一方で、医療費が比較的安価なアジア地域(例:中国、東南アジア)では、給付される額・割合が高くなる傾向にあります。
実際の給付例:アメリカとアジアを比較
ここで、具体的な事例を挙げてみましょう。日本で加入している健康保険の自己負担割合が3割だと仮定します。
| 国/地域 | 海外で支払った医療費 | 日本での換算医療費 | 給付額(日本換算額の7割) | 実質自己負担額 |
|---|---|---|---|---|
| アメリカ | 200万円 | 100万円 | 70万円(100万円の7割) | 130万円(200万円 – 70万円) |
| アジア(中国など) | 50万円 | 100万円 | 70万円(100万円の7割) | -20万円(50万円 – 70万円) |
この例から分かるようにアメリカで高額な治療を受けた場合、支払った200万円のうち70万円しか給付されず、実質130万円を自己負担することになります。

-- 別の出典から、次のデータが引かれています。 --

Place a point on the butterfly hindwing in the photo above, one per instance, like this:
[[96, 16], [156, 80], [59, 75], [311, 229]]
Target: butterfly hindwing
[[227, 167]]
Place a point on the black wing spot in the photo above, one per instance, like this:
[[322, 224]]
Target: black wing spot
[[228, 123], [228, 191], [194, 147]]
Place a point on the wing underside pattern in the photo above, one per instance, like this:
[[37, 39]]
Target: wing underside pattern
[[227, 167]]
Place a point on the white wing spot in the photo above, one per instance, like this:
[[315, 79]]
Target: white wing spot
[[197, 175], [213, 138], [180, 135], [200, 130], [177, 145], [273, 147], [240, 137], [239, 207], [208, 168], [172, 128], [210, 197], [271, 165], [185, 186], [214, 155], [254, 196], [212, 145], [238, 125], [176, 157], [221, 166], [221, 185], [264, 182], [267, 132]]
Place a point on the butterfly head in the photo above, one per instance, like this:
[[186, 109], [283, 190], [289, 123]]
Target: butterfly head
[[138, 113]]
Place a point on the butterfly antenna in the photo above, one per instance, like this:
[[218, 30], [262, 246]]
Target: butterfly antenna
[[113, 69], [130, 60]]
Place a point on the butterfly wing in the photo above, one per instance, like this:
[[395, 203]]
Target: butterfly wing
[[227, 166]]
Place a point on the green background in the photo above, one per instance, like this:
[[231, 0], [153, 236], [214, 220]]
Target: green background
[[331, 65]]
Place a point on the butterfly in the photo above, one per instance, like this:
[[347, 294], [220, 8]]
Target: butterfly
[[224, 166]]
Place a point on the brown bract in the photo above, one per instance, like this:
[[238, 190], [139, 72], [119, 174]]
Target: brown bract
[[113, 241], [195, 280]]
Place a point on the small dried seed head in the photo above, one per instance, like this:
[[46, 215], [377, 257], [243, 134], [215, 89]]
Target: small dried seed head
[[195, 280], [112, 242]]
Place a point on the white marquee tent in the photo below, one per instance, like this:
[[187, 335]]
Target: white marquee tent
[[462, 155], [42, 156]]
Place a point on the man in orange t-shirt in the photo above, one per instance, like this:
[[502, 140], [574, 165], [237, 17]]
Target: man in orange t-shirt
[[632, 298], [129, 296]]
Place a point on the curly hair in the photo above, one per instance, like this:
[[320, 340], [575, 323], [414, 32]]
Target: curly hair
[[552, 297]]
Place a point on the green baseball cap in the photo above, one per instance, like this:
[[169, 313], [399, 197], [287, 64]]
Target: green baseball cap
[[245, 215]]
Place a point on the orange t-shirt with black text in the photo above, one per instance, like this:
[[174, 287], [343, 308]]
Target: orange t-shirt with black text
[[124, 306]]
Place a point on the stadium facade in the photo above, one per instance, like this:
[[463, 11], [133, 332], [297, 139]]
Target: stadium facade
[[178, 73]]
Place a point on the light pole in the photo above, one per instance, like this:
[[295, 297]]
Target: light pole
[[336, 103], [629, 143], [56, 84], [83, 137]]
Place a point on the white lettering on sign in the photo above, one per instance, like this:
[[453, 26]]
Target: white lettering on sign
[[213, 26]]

一方、アジア地域で比較的安価な治療を受けた場合、支払った50万円よりも給付額の70万円の方が高くなるケースもあり、実質的な自己負担額がゼロになることもあります。
この比較は海外療養費制度が「支払った医療費の全額を補償するものではない」ことを示しています。
なので高額な医療費がかかる国へ渡航する際は、医療保険の有無については特に注意が必要です。
海外での出産・妊娠でももらえる「出産育児一時金」

海外で駐在中に妊娠・出産を経験する方も少なくありません。
妊娠や出産は病気ではないため「海外療養費制度」の対象にはなりませんが、日本の健康保険、社会保険に加入していれば日本にいるときのように「出産育児一時金」を申請することができます。
この「出産育児一時金」の支給額は法制度などの改正で変動するため、そのときどきで確認する必要がありますが、海外での出産も対象となり満額支給されます。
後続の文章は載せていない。